Longitudinal seismic displacement analysis of Quasi Seismic Isolation Bridge based on Energy-based Multimodal Pushover Method with and without collision

Abstract

This paper aims to evaluate the longitudinal seismic displacement of the Quasi Seismic Isolation Bridge (QSIB) based on the Energy-based Multimodal Pushover Method (EMPM), including the pier-beam relative displacement and the collision effect. As a simplified seismic analysis method, the EMPM invokes the concept of energy balance into the modal pushover analysis to assess the nonlinear seismic behavior of Laminated Rubber Bearing (LRB) on bridges. In this method, the energy-based capability curve is obtained by the modal pushover analysis, while the energy-based demand curve is estimated under the ground motion record. The target performance criterion can be derived by intersecting the capability curve with the demand curve. The effect of several key factors in EMPM, such as the mode classification and selection, collision effect, energy coefficient and ductility factor, are studied by a case study of a prototype QSIB under ChiChi and El Centro earthquakes. The results of EMPM are compared with those from Nonlinear Time History Analysis (NTHA), to illustrate the effectiveness and accuracy of this method for evaluating the maximum seismic displacement, and the pier-beam relative displacement with and without collision.

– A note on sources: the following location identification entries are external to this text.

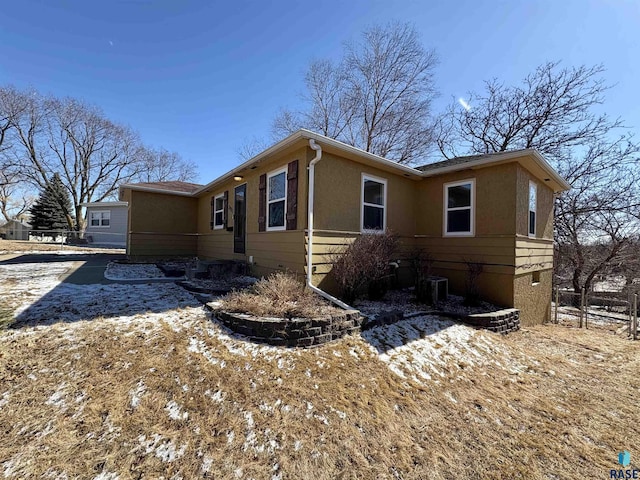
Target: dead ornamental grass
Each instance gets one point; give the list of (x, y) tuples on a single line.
[(280, 295)]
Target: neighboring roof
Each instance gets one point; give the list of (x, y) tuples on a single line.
[(529, 158), (104, 204), (175, 187)]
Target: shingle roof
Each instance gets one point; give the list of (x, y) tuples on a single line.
[(174, 186), (456, 161)]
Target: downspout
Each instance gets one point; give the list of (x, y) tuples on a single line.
[(310, 189)]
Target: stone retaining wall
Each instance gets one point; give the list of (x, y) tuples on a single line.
[(502, 321), (295, 332)]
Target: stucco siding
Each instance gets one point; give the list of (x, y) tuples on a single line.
[(338, 196), (116, 232), (270, 250), (544, 205), (533, 298), (495, 201), (162, 225)]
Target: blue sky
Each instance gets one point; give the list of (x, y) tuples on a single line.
[(202, 78)]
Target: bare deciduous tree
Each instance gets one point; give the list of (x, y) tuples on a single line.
[(377, 98), (554, 111), (92, 155), (160, 165)]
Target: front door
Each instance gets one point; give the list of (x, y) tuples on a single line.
[(240, 219)]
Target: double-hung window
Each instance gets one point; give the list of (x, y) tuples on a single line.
[(374, 204), (533, 199), (100, 218), (277, 200), (459, 208), (218, 212)]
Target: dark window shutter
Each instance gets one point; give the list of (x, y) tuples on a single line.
[(213, 212), (262, 203), (292, 195), (225, 208)]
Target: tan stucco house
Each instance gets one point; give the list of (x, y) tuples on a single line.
[(496, 210)]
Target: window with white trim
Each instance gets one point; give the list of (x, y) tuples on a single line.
[(218, 212), (459, 208), (533, 199), (277, 199), (374, 204), (100, 218)]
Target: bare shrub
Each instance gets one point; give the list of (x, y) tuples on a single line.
[(365, 262), (281, 294)]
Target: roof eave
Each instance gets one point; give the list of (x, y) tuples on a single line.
[(542, 162), (304, 134), (133, 186)]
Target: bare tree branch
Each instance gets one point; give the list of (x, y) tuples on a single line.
[(377, 98)]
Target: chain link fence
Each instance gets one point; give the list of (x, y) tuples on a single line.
[(588, 309)]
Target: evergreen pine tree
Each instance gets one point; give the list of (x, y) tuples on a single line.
[(53, 207)]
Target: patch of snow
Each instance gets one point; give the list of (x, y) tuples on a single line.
[(106, 476), (163, 449), (57, 398), (132, 271), (175, 411), (422, 347), (217, 396), (136, 394), (207, 462)]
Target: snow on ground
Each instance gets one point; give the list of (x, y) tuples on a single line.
[(133, 271), (393, 300), (613, 283), (428, 346), (423, 349)]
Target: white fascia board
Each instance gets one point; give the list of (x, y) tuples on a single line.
[(104, 204), (303, 134), (494, 158), (133, 186)]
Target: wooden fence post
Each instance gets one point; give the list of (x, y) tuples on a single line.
[(635, 317), (581, 307)]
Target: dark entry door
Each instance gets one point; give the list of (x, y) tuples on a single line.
[(240, 219)]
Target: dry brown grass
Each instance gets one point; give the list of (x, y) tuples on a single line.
[(332, 412), (280, 295)]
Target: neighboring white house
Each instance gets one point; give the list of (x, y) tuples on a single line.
[(15, 230), (107, 223)]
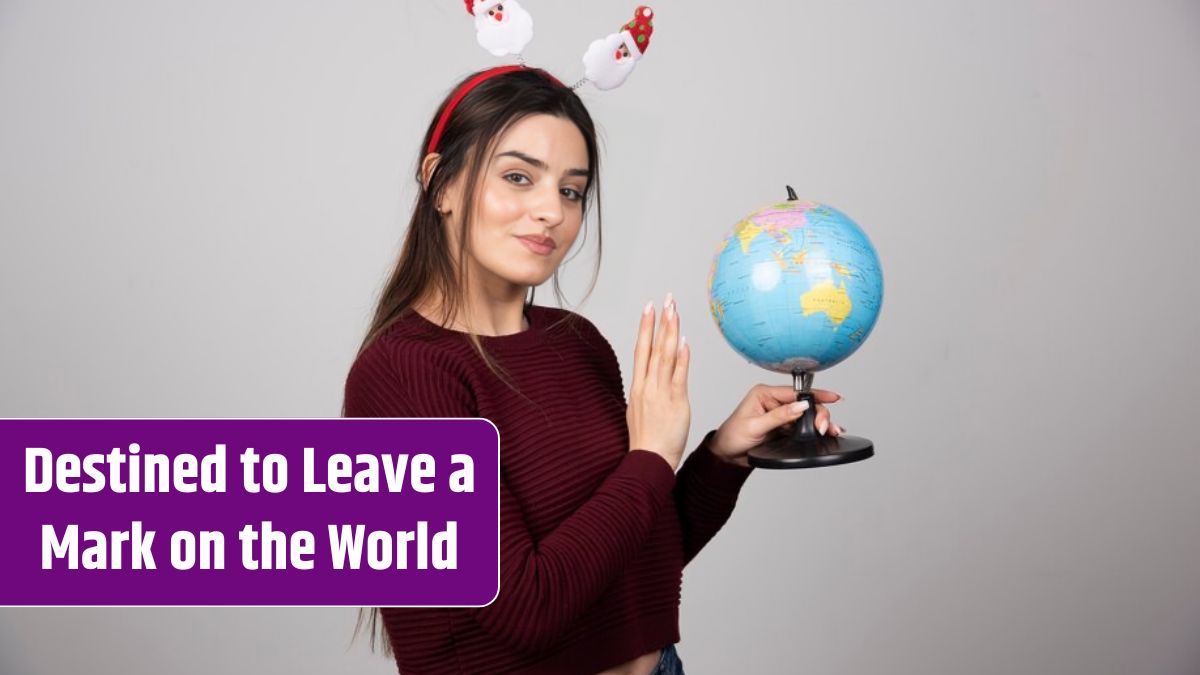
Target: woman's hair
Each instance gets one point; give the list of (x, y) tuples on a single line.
[(426, 262)]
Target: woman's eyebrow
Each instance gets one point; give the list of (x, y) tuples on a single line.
[(538, 162)]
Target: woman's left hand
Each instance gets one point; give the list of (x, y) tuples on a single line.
[(763, 410)]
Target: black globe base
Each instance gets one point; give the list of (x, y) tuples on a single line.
[(809, 453), (804, 447)]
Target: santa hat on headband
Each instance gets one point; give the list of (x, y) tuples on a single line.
[(636, 34), (480, 5)]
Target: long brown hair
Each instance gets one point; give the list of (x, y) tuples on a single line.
[(426, 262)]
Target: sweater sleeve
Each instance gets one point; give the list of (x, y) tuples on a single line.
[(545, 585), (706, 493), (706, 487)]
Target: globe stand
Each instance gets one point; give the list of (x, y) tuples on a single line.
[(805, 447)]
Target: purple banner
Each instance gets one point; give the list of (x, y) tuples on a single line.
[(250, 512)]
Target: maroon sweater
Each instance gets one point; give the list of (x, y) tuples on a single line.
[(593, 535)]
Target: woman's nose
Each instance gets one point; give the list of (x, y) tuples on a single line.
[(547, 207)]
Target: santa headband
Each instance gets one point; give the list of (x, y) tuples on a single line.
[(504, 27)]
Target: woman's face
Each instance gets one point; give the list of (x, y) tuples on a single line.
[(529, 207)]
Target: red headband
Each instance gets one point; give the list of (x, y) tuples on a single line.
[(466, 89)]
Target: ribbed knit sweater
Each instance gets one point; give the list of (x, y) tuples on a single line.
[(593, 535)]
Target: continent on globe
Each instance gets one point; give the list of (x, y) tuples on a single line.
[(796, 286)]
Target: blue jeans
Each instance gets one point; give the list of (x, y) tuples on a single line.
[(669, 663)]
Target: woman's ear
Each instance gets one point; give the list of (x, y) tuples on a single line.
[(427, 165)]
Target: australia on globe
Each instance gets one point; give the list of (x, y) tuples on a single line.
[(796, 286)]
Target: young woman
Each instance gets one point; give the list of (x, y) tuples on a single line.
[(595, 520)]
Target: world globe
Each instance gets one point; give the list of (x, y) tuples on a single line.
[(796, 286)]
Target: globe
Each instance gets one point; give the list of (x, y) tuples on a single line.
[(796, 286)]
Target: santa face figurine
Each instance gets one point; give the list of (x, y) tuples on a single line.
[(610, 60), (502, 27)]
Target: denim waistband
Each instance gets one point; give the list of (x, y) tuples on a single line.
[(669, 662)]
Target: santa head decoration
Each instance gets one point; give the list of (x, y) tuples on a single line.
[(502, 27), (610, 60)]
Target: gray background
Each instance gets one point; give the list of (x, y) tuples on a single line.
[(199, 202)]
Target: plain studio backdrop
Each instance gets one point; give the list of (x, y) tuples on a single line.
[(199, 202)]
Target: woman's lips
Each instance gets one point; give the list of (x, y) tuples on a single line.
[(540, 245)]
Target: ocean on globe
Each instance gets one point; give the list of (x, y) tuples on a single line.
[(796, 286)]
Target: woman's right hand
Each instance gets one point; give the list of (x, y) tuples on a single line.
[(659, 413)]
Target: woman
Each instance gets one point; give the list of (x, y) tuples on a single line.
[(595, 523)]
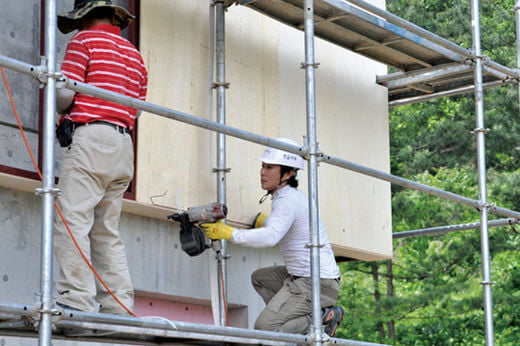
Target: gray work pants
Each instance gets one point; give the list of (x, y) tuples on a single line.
[(289, 300)]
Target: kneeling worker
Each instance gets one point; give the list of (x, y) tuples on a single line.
[(286, 290)]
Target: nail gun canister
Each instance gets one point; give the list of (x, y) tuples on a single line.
[(207, 213)]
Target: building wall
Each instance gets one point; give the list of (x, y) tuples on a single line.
[(266, 96)]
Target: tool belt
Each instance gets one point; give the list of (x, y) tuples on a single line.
[(118, 128), (65, 130)]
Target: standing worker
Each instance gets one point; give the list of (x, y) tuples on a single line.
[(99, 163), (286, 290)]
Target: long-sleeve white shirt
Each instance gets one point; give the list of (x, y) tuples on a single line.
[(288, 226)]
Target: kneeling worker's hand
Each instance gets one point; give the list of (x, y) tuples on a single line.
[(217, 230), (259, 220)]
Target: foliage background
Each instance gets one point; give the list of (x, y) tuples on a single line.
[(430, 293)]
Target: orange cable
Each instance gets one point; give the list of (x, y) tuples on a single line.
[(11, 99), (224, 295)]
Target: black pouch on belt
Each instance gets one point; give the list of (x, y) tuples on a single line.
[(64, 133)]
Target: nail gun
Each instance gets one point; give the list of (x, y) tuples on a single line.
[(191, 236)]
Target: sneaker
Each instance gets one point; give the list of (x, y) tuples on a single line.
[(67, 307), (332, 317)]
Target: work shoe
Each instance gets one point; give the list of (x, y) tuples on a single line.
[(67, 307), (332, 317)]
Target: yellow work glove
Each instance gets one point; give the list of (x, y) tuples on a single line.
[(217, 230), (259, 220)]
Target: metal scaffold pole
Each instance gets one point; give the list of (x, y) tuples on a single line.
[(480, 132), (221, 169), (517, 22), (47, 191), (310, 66)]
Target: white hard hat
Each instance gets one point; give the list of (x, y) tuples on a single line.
[(279, 157)]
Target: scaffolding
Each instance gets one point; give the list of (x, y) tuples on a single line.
[(433, 67)]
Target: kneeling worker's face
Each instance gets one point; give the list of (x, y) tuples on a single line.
[(269, 176)]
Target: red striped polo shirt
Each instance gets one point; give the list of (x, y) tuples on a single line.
[(101, 57)]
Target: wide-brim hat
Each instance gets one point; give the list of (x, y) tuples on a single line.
[(70, 21)]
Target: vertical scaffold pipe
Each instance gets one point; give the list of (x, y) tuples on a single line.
[(47, 190), (221, 150), (310, 67), (517, 21), (480, 132)]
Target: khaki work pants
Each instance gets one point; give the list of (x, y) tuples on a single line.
[(96, 172), (289, 300)]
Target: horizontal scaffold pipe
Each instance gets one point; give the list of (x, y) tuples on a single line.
[(114, 322), (252, 137), (447, 93), (415, 186), (406, 25), (453, 228), (428, 35)]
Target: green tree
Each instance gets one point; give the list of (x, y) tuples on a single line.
[(430, 292)]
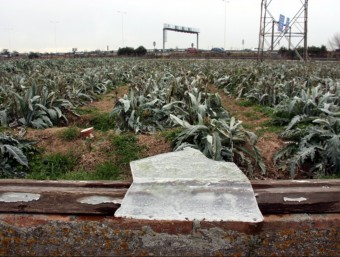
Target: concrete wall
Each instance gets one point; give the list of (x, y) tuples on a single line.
[(278, 235)]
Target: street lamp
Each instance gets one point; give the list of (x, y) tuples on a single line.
[(55, 34), (9, 37), (225, 20), (122, 13)]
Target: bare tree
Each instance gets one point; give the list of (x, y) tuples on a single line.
[(334, 42)]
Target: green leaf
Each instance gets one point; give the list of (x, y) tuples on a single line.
[(16, 153)]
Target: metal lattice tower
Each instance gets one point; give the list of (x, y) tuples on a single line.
[(296, 28)]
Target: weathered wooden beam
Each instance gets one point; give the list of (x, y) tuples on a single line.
[(104, 197)]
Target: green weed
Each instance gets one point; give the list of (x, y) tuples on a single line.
[(104, 171), (51, 166), (70, 133)]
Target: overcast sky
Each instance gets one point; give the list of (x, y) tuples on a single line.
[(50, 25)]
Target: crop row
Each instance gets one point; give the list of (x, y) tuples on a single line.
[(168, 93)]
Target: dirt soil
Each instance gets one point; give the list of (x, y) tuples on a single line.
[(89, 156)]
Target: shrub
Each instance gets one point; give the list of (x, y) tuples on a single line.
[(140, 51), (126, 51)]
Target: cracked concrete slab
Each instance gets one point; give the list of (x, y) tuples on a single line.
[(186, 185)]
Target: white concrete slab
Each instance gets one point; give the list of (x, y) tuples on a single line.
[(186, 185)]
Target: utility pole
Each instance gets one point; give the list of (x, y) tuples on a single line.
[(55, 34), (122, 13), (225, 21)]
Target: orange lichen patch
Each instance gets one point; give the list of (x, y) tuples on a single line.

Results show that the EMPM is found to be able to estimate the longitudinal seismic displacement of the QSIB with and without collision, and can be used as an effective alternative for rapid assess the seismic performance of bridges. The results also indicate that LRB stiffness for modal analysis should be taken as the stiffness pre- or post-sliding when without or with the gap element. Collision effect enlarges the peak displacement and the maximum bias of EMPM.